Closed since over 11 years ago

Intermediate Overall Design

Summary


Created
August 20, 2014
Expires
Max points
100
Description

We would like you to design a small (25-residue) peptide that can bind to and block the Ebola glycoprotein. The glycoprotein is a viral surface protein that allows the Ebola virus to enter human cells. A small peptide inhibitor of this protein would therefore represent a candidate therapeutic for treating this deadly disease. We are starting you with a hotspot "stub" that was the top-scoring result from the earlier stub-finding puzzle, number 846. (Congratulations to AnthropicDreams!) We have extended this stub with twenty-two additional residues that you can design. A small peptide in this size range probably won't fold the way a protein would. Some considerations -- good hydrophobic packing, lack of holes in the core, good hydrogen bonding, presence of secondary structure, etc. -- will be the same, but in addition, heavy disulfide cross-linking is often necessary for stability in this size range. You will get a considerable bonus for forming up to three disulfide bonds (for a total of five, counting the two disulfide bonds already present in the Ebola target protein).
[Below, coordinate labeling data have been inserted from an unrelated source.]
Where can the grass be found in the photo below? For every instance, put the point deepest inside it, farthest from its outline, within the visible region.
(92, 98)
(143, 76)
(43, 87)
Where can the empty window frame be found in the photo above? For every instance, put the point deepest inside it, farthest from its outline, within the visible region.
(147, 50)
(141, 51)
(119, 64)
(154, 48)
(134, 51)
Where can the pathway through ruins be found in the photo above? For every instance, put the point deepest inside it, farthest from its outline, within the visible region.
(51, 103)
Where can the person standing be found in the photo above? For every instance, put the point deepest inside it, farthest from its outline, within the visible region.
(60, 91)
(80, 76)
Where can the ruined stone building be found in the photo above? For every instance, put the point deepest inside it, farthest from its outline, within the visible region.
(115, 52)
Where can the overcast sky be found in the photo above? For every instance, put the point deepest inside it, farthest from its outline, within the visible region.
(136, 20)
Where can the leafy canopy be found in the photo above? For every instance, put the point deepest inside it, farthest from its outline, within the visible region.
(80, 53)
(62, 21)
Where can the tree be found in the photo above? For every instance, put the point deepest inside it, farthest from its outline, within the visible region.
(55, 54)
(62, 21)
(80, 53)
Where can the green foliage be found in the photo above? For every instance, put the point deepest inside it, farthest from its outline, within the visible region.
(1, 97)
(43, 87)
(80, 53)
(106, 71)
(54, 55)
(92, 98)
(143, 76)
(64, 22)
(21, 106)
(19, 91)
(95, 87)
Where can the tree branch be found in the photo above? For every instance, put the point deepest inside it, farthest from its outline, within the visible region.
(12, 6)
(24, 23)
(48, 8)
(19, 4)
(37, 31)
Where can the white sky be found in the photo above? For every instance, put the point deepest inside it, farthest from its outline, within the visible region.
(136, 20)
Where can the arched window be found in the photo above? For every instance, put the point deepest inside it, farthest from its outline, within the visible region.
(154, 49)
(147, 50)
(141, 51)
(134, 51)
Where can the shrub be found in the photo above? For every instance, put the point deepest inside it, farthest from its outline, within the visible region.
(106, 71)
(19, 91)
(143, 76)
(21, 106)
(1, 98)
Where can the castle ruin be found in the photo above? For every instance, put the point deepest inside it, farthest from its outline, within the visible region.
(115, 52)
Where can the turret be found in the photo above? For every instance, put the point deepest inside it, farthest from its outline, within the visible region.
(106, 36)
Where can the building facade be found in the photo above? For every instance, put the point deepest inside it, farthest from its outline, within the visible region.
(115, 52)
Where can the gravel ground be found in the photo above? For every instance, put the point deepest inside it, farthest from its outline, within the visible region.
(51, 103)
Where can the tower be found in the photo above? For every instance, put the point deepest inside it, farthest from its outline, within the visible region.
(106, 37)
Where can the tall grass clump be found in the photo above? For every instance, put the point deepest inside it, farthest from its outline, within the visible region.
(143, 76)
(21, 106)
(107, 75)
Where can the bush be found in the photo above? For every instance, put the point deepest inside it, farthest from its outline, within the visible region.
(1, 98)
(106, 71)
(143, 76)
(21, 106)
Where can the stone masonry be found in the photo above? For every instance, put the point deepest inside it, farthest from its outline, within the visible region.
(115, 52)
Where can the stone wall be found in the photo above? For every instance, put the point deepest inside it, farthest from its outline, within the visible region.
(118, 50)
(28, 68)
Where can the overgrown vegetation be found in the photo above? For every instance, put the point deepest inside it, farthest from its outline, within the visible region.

Many natural plant and animal toxins are small peptides, and it is common to see three disulfide bonds in a "leapfrog" pattern (i.e. cys1-cys4, cys2-cys5, cys3-cys6) for maximal stability. The starting point for this puzzle has three disulfides in this "leapfrog" pattern, but this might not be the optimal disulfide placement or backbone topology. Feel free to change the secondary structure, move the disulfides around, or otherwise improve on this!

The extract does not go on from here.